Claudia Comte, MONUMENT TO THE DISAPPEARING FORESTS, 2023 © Image by Rami Mansour
Jeppe Hein’s RED MODIFIED STREET LIGHTS consist of elongated, tilting, winding, rapidly rising, or falling street-light poles with wide arches, sharp bends, or small loops, creating inviting and interactive forms. Besides its obvious task of offering illumination, the altered and diverting shapes of the piece initiate a conversation that includes the setting of the artwork and the individuals who utilize and interact in this space as essential components of the piece. They are encouraged to rethink topics such as the function and intent of the creation of the artwork by engaging with it and its surroundings. The public becomes aware of how urban design channels emotion, creativity, and personal thoughts.
Jeppe Hein, RED MODIFIED STREET LIGHT #02, #03, #04, #08, 2022
Courtesy of the artist KÖNIG GALERIE, Berlin, 303 GALLERY New York, and Galleri Nicolai Wallner, Copenhagen, Noor Riyadh and Havas © Images Mohammed Bu Hasan
Erwin Wurm's artwork states: ONE MINUTE, echoing recurring aspects of his artistic approach.
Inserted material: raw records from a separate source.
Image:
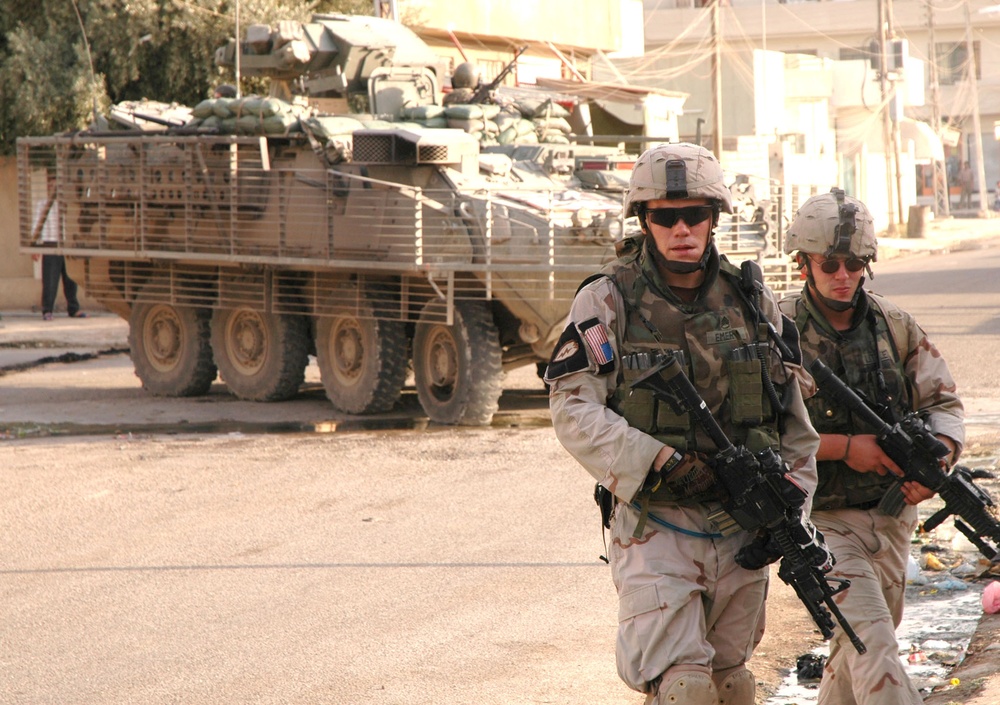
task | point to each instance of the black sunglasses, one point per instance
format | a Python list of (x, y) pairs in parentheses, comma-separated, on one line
[(832, 266), (669, 217)]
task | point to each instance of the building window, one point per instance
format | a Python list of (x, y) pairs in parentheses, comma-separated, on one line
[(952, 58), (853, 54)]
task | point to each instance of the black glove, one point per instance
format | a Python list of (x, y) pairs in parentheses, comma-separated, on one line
[(761, 551)]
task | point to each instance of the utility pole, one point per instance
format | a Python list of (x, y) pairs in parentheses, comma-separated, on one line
[(897, 111), (942, 196), (716, 82), (977, 128), (886, 120)]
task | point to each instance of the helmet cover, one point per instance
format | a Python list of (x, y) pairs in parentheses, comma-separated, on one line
[(676, 171), (833, 224)]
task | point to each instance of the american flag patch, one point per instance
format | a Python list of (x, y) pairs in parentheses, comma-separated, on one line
[(597, 340)]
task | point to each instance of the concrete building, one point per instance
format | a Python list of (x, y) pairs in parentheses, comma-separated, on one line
[(818, 107)]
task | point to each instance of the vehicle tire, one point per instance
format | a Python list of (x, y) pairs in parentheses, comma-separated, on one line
[(260, 356), (362, 360), (169, 347), (457, 368)]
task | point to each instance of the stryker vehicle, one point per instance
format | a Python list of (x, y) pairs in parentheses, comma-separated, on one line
[(263, 231)]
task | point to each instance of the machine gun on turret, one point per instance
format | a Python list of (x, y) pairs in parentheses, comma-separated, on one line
[(484, 91)]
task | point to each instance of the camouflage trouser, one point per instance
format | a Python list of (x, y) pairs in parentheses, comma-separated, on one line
[(871, 551), (682, 599)]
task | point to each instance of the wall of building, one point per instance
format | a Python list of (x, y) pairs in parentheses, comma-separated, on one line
[(836, 29)]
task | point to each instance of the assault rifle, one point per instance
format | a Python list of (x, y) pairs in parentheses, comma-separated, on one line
[(761, 496), (483, 92), (918, 453)]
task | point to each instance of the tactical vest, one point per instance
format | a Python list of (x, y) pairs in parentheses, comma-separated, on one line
[(710, 337), (866, 357)]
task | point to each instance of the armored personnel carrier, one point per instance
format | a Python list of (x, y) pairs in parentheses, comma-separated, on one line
[(349, 226)]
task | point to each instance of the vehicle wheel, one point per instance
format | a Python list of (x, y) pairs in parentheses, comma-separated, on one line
[(261, 356), (362, 360), (170, 349), (457, 368)]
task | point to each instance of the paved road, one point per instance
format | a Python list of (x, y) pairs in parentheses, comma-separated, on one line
[(390, 567)]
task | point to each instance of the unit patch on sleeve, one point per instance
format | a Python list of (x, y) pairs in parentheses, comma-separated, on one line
[(571, 352), (596, 337)]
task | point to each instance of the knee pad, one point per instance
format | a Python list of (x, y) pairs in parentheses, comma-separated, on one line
[(737, 688), (686, 685)]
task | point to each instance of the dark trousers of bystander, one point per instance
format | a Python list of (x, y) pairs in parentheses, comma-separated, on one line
[(54, 271)]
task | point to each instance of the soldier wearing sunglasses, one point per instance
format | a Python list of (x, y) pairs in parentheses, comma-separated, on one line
[(690, 614), (878, 349)]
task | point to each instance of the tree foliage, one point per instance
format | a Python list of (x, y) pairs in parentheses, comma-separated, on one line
[(54, 73)]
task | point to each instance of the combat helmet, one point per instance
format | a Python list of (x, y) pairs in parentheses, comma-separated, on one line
[(466, 75), (676, 171), (833, 224)]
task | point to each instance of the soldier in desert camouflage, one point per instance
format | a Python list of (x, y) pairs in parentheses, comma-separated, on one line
[(878, 349), (689, 615)]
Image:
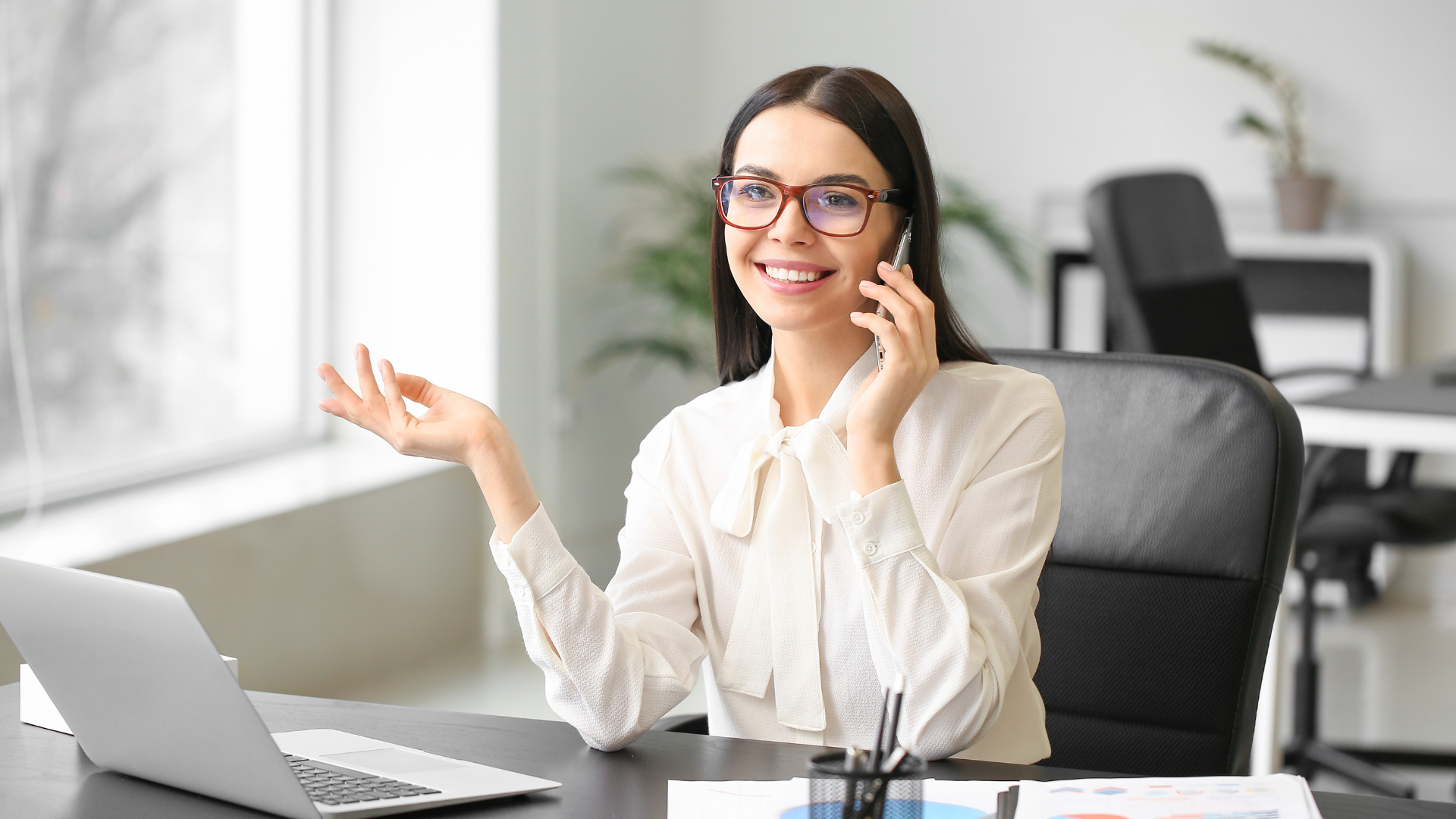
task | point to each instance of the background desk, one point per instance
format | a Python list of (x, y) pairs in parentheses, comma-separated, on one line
[(1407, 413), (44, 774)]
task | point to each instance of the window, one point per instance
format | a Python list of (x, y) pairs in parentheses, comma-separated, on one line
[(158, 223)]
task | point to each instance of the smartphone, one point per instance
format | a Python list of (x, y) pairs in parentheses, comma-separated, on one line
[(902, 257)]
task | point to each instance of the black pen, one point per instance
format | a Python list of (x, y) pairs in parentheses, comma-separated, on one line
[(880, 735), (897, 692)]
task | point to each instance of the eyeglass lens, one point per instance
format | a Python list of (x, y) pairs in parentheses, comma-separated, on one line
[(830, 209)]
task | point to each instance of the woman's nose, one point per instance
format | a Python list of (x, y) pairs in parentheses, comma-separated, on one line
[(792, 228)]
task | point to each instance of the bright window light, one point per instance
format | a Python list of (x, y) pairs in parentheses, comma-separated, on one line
[(155, 205)]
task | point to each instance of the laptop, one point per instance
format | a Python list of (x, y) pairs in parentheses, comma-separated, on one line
[(145, 691)]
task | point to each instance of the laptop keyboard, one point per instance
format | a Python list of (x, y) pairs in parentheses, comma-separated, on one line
[(341, 786)]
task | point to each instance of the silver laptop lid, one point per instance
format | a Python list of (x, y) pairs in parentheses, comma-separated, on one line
[(140, 682)]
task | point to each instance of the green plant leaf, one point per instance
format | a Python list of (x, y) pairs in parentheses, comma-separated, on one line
[(1253, 123)]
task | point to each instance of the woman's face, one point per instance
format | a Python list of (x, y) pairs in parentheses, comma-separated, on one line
[(799, 146)]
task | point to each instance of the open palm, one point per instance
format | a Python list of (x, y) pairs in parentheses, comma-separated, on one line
[(455, 428)]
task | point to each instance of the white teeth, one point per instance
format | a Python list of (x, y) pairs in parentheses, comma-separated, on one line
[(785, 275)]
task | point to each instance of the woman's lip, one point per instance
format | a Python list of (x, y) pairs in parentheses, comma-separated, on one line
[(791, 287), (789, 264)]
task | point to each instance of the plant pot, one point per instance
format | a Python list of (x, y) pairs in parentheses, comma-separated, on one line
[(1302, 202)]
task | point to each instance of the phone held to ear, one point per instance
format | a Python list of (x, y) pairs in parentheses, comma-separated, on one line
[(902, 257)]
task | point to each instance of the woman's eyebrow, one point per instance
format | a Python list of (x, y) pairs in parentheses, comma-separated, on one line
[(826, 180), (756, 171), (845, 178)]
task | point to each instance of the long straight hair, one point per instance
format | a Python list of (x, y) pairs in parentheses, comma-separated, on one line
[(881, 117)]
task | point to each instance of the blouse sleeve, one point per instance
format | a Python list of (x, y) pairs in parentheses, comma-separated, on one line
[(951, 620), (615, 661)]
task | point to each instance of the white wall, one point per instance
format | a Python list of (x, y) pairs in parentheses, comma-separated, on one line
[(1027, 101), (1046, 96)]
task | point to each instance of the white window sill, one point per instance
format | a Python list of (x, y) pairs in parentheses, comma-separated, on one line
[(108, 526)]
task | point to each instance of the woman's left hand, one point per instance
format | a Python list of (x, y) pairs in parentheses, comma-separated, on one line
[(886, 397)]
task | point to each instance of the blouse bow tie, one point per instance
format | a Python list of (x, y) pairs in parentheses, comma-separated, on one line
[(804, 475)]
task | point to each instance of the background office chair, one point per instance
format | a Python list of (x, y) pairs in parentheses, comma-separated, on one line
[(1180, 487), (1175, 289), (1178, 497)]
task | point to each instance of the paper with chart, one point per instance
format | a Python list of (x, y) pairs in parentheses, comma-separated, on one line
[(788, 799), (1276, 796)]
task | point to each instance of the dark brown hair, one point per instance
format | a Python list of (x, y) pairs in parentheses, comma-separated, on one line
[(878, 114)]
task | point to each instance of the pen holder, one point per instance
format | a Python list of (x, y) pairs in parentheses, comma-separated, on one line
[(836, 793)]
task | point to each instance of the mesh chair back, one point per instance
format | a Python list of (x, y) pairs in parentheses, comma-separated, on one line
[(1178, 499), (1152, 231)]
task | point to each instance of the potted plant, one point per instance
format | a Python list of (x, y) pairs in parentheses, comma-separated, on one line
[(1304, 197), (673, 267)]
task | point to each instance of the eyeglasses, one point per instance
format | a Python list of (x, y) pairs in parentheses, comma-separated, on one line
[(753, 203)]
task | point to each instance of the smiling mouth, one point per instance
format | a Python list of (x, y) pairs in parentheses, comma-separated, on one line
[(794, 276)]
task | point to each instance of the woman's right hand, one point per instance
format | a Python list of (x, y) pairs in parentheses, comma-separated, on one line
[(455, 428)]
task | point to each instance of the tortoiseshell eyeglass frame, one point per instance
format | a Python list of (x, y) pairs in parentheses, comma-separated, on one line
[(887, 196)]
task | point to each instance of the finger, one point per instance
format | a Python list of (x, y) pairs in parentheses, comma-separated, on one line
[(906, 316), (341, 391), (903, 281), (369, 390), (419, 390), (884, 328), (392, 400)]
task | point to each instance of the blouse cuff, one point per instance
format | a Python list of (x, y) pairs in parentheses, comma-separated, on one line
[(881, 525), (535, 561)]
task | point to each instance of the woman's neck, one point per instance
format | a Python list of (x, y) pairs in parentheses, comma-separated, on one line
[(808, 365)]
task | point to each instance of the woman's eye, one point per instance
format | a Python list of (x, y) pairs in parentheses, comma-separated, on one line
[(839, 200), (756, 193)]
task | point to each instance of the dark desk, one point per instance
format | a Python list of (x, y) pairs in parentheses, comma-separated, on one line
[(44, 776), (1414, 411)]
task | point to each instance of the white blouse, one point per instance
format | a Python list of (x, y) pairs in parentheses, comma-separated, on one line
[(745, 545)]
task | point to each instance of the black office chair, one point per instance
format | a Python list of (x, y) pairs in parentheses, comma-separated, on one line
[(1180, 488), (1174, 289)]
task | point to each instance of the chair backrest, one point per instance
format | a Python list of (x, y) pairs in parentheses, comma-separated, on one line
[(1206, 319), (1178, 497), (1152, 231)]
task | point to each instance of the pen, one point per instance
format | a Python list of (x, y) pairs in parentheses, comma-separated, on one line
[(893, 704), (880, 735)]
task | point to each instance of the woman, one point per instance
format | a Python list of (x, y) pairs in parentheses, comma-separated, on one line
[(814, 525)]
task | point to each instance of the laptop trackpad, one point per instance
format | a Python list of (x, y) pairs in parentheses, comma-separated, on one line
[(394, 761)]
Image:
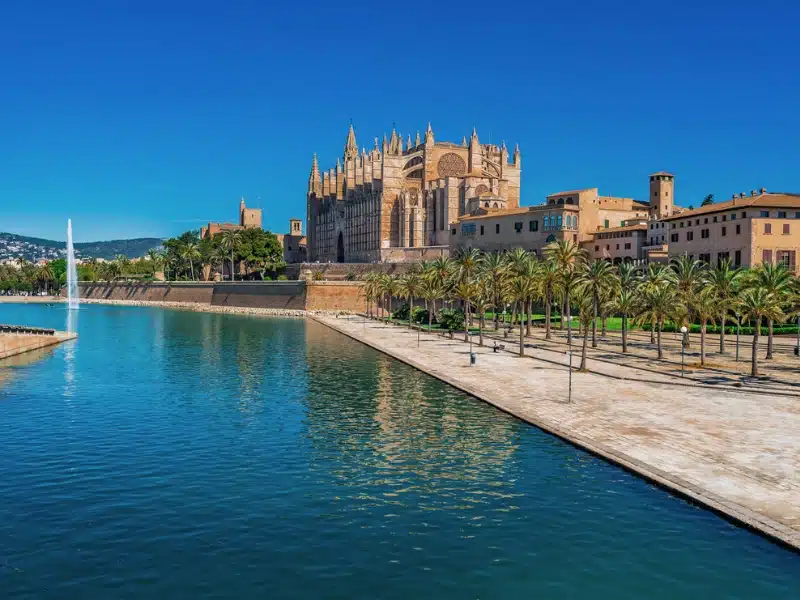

Light emerges from within words that precariously stand on top of each other as if they might fall the moment that perfect balance is lost. The bubbly and puffed-up appearance of the pink artwork are reminiscent of plastic balloons and some of the artist’s previous works, while the words refer directly to Wurm’s “One Minute Sculptures”. One Minute wills itself to be a testimony – of the backbone of Wurm’s practice, encompassing how an ephemeral gesture becomes an artwork, how the fleeting becomes permanent.